Aïbeg and Serkis, also Aibeg and Sergis or Aïbäg and Särgis, were two ambassadors sent by the Mongol ruler Baichu to Pope Innocent IV in 1247–1248. They were the first Mongol envoys to Europe.

Aïbeg ("Moon Prince") is thought to have been a Turcophone Christian, possibly Uighur, and Sergis (from the Roman and later Christian name "Sergius" or "Sarkis") a Nestorian Christian, probably Assyrian. Both were sent by Baichu, to accompany the 1245 embassy of the Dominican Ascelin of Lombardia back to Lyon, France, where the Pope was residing at the time. They stayed there for about a year.

Aïbeg and Serkis met with Innocent IV in 1248, and remitted to him a rather vexing letter from Baichu, expressing his difficulty in understanding the Pope's message, and asking for his submission:

"By the strength of the Khagan, the word of Prince Baichu. You Pope, know that your messengers came to visit us and brought to us your letters. They made strange discourses to us, and we do not know if you ordered them to utter these words, and if they did so of their own accord..."
— Letter from Baichu to Pope Innocent IV, 1248

As a reply to the letter from Baiju, Innocent IV remitted to the envoys the letter known as Viam agnoscere veritatis.
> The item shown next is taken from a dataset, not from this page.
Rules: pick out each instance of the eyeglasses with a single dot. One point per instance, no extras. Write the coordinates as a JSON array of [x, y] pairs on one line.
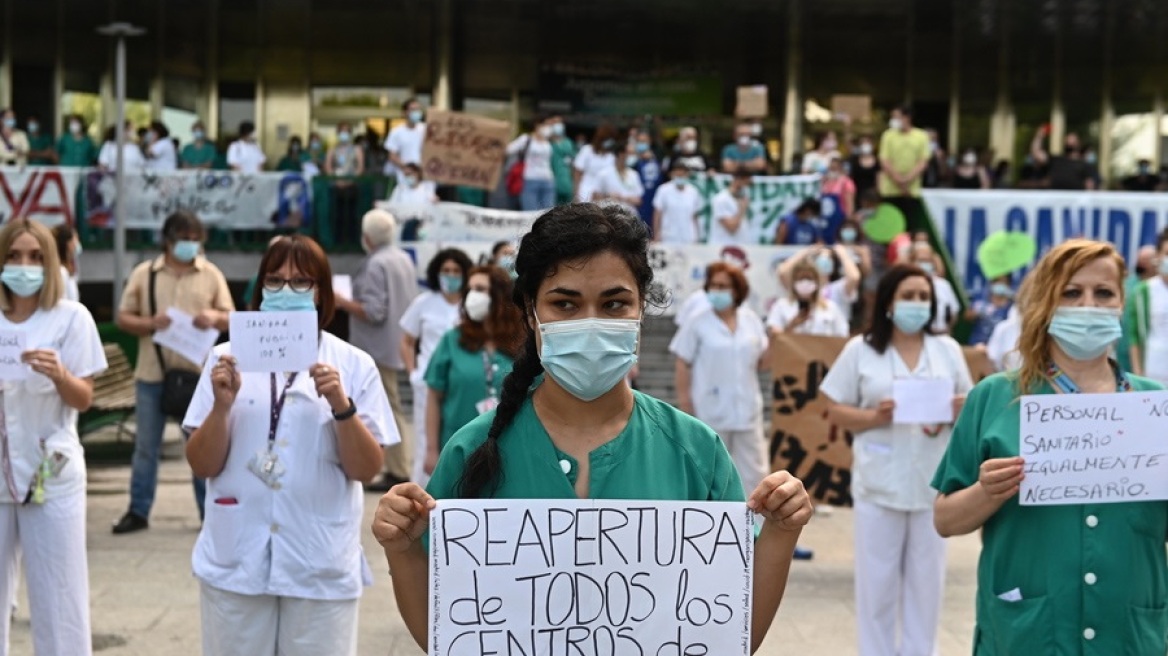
[[275, 284]]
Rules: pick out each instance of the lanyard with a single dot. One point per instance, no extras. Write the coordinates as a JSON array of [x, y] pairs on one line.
[[277, 409], [1063, 383]]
According to historian Kenneth Setton, it "stated that Innocent IV had acted out of a sense of duty to let the true religion be known to the Mongols, and that he regretted the Mongols' perseverance in their errors and adjured them to cease their menaces." The Pope appealed to the Mongols to stop their killing of Christians, while indicating no further interest in continuing the dialogue.

Aïbeg and Serkis stayed at Lyon for about a year, before returning to the Mongol realm on November 22, 1248.